Friday, February 22, 2013

A Tale of Two Sluggers

Spring Training offers a lot for baseball fans - the first sight of live action in months, the annual hope of pennant chases (or at least mediocre play), roster battles, and brief glimpses of the franchises future as top prospects spend time with the big league camp.

For Pirate fans, those hopes are almost always met by equal disappointments in the following months and years.  The Bucs enter camps this year with a pair of potential ace arms in the upper minors in Gerrit Cole and Jameson Taillon.  But sixteen years ago, the Pirates entered camp with another pair of prospects to dream on who took drastically different paths.

Entering the 1997 season, the Pirates had two corner infield power prospects who appeared poised to power the team's offense into the next century.  Twenty-one year old first base prospect Ron Wright ranked #48 on Baseball America's preseason Top 100, while 19 year old third baseman Aramis Ramirez cracked the '97 list at number 26.  Wright was coming off his age 21 season in AAA Calgary in the hitter friendly PCL.  Still, his raw power numbers (16 HR's and 31 doubles in a little over 350 PA's) and high average at an advanced level for his age confirmed his prospect status.  Similarly, Ramirez put up outstanding numbers at High-A Lynchburg, .278/.390/.517 as a 19 year old.

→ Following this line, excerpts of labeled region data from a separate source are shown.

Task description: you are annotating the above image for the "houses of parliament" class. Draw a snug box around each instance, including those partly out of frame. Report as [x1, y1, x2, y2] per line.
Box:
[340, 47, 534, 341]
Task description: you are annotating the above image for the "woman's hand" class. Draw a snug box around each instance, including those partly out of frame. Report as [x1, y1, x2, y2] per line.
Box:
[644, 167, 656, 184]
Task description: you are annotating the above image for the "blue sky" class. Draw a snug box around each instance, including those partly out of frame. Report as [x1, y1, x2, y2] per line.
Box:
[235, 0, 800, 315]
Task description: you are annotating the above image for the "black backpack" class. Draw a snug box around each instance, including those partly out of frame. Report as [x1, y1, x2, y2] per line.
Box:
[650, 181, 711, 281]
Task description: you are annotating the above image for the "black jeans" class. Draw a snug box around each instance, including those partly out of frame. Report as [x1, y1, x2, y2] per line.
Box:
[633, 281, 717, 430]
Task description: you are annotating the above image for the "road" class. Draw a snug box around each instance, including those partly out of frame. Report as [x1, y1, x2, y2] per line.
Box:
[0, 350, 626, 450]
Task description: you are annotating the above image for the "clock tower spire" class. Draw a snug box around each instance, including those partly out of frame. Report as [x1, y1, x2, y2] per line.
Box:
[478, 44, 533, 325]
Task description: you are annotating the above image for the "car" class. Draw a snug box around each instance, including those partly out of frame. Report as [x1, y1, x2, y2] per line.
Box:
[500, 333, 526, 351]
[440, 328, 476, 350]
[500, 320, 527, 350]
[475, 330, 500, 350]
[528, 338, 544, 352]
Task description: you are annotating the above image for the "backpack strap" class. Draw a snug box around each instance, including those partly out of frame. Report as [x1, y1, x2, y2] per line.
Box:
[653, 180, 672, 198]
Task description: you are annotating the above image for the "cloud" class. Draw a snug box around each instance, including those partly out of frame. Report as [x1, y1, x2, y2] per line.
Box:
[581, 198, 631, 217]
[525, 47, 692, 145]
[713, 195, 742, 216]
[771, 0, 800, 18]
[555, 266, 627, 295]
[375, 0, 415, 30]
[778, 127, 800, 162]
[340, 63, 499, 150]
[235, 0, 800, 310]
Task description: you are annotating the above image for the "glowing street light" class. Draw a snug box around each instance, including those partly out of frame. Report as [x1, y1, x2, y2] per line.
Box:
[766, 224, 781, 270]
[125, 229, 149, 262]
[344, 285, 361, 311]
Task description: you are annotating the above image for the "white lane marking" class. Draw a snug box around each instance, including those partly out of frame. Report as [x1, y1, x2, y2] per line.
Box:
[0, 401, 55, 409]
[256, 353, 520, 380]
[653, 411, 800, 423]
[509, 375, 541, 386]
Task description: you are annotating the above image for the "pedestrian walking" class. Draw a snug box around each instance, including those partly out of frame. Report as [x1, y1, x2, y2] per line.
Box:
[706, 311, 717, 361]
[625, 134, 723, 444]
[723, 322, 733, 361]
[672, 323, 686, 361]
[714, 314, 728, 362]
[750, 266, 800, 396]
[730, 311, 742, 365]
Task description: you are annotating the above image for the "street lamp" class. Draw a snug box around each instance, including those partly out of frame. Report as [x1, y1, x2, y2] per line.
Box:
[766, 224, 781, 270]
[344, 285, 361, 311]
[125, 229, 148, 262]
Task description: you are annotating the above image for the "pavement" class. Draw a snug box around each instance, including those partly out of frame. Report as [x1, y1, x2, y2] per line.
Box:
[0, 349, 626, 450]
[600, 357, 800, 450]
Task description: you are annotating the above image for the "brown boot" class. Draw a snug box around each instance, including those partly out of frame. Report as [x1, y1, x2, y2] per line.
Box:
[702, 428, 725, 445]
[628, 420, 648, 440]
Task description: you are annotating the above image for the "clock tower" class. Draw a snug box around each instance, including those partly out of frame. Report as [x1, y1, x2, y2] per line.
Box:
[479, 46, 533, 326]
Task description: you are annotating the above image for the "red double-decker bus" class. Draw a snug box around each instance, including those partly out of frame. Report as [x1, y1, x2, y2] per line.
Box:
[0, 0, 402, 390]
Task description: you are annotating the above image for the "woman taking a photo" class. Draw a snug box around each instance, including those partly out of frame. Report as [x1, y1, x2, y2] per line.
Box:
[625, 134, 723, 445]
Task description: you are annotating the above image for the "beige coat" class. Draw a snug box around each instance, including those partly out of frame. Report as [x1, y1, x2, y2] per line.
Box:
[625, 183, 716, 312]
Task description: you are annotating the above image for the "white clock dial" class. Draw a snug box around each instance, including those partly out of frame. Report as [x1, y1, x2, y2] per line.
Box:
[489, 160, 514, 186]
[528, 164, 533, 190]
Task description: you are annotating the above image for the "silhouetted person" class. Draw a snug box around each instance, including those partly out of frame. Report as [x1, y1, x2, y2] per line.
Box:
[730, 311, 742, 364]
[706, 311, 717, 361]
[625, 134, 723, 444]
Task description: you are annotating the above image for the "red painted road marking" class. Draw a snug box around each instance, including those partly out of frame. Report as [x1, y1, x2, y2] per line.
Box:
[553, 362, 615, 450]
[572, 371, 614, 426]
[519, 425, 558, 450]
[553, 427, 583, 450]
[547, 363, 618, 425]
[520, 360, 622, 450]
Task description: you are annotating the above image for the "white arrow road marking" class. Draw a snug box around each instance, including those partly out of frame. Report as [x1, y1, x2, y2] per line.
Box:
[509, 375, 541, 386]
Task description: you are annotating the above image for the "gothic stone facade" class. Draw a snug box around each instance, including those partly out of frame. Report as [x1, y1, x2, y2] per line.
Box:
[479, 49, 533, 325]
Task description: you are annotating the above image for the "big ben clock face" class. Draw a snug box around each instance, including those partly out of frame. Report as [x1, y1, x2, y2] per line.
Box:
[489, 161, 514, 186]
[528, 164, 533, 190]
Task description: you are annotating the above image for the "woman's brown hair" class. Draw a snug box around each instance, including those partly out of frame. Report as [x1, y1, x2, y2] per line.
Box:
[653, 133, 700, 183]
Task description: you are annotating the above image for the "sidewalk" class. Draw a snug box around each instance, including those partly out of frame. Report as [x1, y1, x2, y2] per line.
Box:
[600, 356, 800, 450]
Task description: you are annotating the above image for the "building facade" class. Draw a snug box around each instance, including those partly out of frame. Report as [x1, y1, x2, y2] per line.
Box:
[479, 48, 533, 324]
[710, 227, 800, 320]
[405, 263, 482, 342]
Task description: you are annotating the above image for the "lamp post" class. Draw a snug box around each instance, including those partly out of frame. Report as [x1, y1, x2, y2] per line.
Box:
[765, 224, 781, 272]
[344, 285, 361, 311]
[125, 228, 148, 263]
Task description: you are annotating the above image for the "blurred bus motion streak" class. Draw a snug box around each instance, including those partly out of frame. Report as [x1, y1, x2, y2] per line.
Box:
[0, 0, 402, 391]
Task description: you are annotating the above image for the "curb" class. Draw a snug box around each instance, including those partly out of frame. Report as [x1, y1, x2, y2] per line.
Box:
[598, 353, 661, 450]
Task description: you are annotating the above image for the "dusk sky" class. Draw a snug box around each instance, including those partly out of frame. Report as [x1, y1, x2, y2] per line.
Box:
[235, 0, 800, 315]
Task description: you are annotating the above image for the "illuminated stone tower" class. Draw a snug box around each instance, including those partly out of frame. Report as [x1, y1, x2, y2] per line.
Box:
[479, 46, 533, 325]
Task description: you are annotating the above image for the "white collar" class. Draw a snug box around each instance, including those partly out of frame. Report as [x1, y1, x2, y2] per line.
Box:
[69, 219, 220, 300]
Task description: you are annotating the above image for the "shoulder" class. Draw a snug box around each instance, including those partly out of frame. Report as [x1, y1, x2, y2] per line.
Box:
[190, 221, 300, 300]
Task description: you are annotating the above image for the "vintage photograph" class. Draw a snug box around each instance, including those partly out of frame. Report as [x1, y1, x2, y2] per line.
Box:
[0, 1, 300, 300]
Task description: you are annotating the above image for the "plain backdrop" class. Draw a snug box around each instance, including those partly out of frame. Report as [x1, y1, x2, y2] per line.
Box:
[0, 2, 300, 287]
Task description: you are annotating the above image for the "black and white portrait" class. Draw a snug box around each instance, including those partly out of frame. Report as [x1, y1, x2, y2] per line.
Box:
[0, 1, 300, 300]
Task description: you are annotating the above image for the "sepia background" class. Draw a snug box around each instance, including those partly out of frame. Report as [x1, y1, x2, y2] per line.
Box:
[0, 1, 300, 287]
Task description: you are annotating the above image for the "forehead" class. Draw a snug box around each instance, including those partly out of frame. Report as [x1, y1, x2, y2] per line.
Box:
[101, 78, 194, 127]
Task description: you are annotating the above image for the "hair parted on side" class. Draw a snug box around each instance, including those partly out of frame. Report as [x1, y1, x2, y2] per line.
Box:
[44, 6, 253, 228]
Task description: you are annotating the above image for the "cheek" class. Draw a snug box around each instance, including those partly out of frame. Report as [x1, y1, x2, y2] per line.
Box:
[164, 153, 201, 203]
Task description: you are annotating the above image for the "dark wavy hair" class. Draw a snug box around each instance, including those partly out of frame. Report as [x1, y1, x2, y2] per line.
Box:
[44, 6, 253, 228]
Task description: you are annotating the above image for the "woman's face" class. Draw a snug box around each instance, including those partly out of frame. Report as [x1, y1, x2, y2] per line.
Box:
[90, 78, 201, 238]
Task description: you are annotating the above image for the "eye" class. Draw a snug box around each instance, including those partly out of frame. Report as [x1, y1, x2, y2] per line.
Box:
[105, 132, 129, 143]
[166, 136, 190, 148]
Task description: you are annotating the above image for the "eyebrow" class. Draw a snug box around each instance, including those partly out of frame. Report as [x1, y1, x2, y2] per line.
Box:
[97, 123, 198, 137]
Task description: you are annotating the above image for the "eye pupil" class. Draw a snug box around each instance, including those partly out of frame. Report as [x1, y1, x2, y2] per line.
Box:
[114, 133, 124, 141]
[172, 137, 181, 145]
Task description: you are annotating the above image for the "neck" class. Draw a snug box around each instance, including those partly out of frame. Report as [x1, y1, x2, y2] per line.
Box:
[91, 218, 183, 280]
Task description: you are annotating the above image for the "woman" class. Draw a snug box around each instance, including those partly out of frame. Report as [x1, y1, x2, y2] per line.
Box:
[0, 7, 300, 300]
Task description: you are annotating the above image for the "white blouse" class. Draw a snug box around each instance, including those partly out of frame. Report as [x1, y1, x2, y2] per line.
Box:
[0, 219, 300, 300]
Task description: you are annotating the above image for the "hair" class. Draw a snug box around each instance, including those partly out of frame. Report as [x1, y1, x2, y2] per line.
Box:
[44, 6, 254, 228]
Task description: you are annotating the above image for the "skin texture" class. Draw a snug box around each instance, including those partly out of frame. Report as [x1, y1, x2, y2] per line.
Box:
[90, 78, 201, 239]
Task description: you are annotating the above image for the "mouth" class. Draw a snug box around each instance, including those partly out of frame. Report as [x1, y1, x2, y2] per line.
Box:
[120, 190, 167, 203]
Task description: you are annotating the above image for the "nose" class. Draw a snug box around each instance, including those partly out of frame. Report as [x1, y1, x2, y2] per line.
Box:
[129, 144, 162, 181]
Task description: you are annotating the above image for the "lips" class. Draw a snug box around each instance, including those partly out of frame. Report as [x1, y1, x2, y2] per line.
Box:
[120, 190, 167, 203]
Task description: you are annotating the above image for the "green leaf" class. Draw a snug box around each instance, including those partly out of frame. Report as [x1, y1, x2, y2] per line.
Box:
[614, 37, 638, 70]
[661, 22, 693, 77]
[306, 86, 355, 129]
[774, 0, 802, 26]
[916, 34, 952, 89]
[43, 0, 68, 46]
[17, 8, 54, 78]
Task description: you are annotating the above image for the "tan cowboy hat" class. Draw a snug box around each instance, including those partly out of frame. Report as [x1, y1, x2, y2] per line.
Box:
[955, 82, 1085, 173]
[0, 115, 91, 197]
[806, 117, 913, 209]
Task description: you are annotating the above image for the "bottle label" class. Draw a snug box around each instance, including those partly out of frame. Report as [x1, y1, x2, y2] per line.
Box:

However, the two players would follow dramatically different paths.  Wright's career would be seriously derailed by injuries, draining him of both the power and bat speed that made him a top prospect.  Though he would bounce around AAA into the early 2000's, his only major league appearance would come in 2002 in one game for the Mariners.

 Ramirez, obviously, found more success at the major league level, developing in a two time all-star, though he too would have his career go off track while with the Pirates.  Rushed to the majors at age 20 in 1998, Ramirez would be shuttled between the majors and AAA for the next three seasons, undoubtedly slowing his development.  His major league service time early on would prove catastrophic, since his increased cost during his arbitration years forced the Pirates to deal Ramirez in 2003 at age 25, just as he was meeting his potential as a hitter, in order to get out of the red.